Les réflexes archaïques (ou primitifs) soutiennent entre autres le processus de naissance, puis la protection et le développement harmonieux du nourrisson, enfin l’acquisition des apprentissages du bébé et du jeune enfant..
Le nourrisson effectuera d’abord l’étape du ramper, puis le passage du plan horizontal à l’assise et au « quatre pattes » (6 pattes avec les orteils ; ) – indispensables aux acquisitions futures de la lecture et de l’écriture. Enfin iel accèdera au plan vertical en se tenant debout et par la marche.
Exercés pendant plusieurs mois, les réflexes archaïques s’inhibent progressivement pour faire place à la motricité volontaire et à de nouveaux comportements.
Ces réflexes primitifs demeurent présents dans notre « trousse à outils de secours », et peuvent ressurgir pour être utilisés en cas de besoin. Par exemple le réflexe d’agrippement ou le réflexe d’embrassade de Moro lorsqu’on doit se rattraper pour éviter une chute.
Bien souvent ces étapes n’ont pas été correctement réalisées. Les réflexes primitifs se sont trop peu développés. D’autres fois ils vont persister, gêner ou même empêcher les d’apprentissages moteurs (sport et mouvements de la vie quotidienne), cognitifs (école, études, mémoire…), émotionnels (relationnel, mental) de l’enfant, voire même de l’adulte. Heureusement on peut aisément les aider à s’intégrer. Par exemple le réflexe tonique asymétrique du cou (RTAC) ou le réflexe spinal de Galant qui gênent tant les élèves pour rester assis ou trouver une position d’écriture adéquate.
Parfois certains réflexes archaïques n’ont pas émergé, ou ont été trop peu actifs, occasionnant des difficultés à acquérir certains apprentissages. On va alors les stimuler. Par exemple le réflexe de succion (sous-groupe des réflexes du visage) lorsqu’un bébé à de la difficulté à se nourrir au sein.
Les réflexes primitifs évoluent en réflexes de vie (ou posturaux) & mouvements primordiaux qui doivent perdurer toute notre vie pour nous aider dans diverses situations. Ils assurent le maintien d’une posture adéquate et de l’équilibre vertical. Nous les stimulerons ou équilibreront aussi. Par exemple le réflexe d’enracinement à activer ou les 3 réflexes de stress à tempérer (réflexe feu vert, réflexe feu rouge et réflexe traumatique).

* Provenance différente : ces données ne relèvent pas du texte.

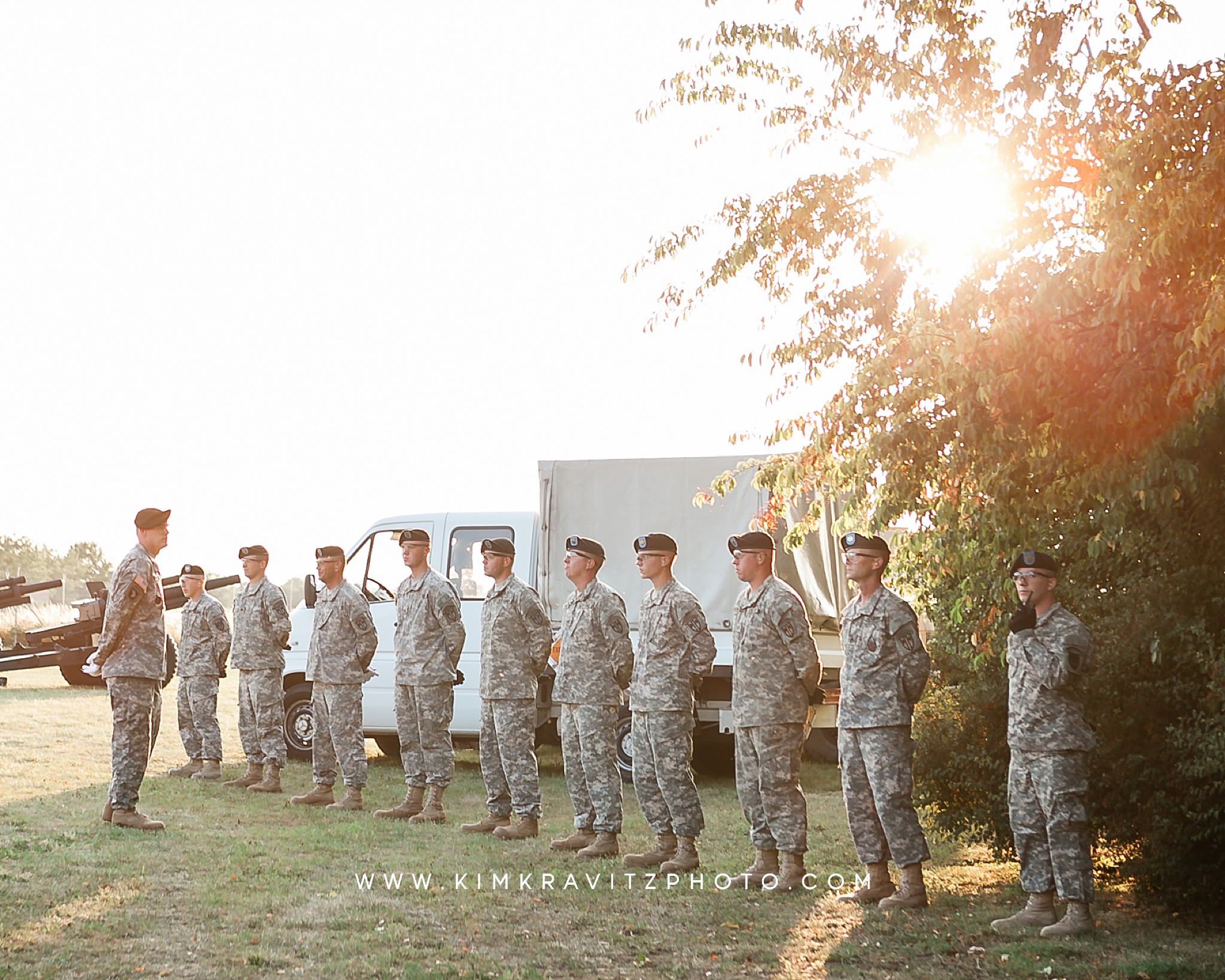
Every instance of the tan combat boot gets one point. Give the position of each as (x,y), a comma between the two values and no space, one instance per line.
(603,847)
(134,821)
(410,808)
(577,841)
(764,863)
(254,775)
(1077,921)
(913,893)
(432,811)
(1039,912)
(487,824)
(189,768)
(320,795)
(792,871)
(352,801)
(879,886)
(685,858)
(271,782)
(665,850)
(212,769)
(525,829)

Parmi ce sous-groupe, j’accorde une attention toute particulière aux réflexes de protection. Comme le nom l’indique, ils ont pour rôle d’assurer notre protection et nous maintenir en sécurité, tant physique que psycho-émotionnelle. Par exemple le réflexe de parachute, le réflexe tendineux de protection ou le « réflexe » d’attachement (en lien avec le nerf vagal).
Parfois lorsqu’ils ont été trop sollicités (répétitions de stimuli ou de stress, accidents, traumatismes etc.), certains réflexes passent en « mode chronique » et perturbent notre vie quotidienne (tensions, sommeil, digestion, mal des transports, aisance relationnelle et émotionnelle etc.), vie scolaire ou étudiante (évaluations, expression orale, permis de conduire etc.), vie musicale ou sportive (performances, position etc.), vie professionnelle (concours, conférences, travail en équipe etc.).
C’est ce que nous évaluons et équilibrons en séance, afin que tous ces réflexes puissent être utilisés à bon escient ou « calmés ».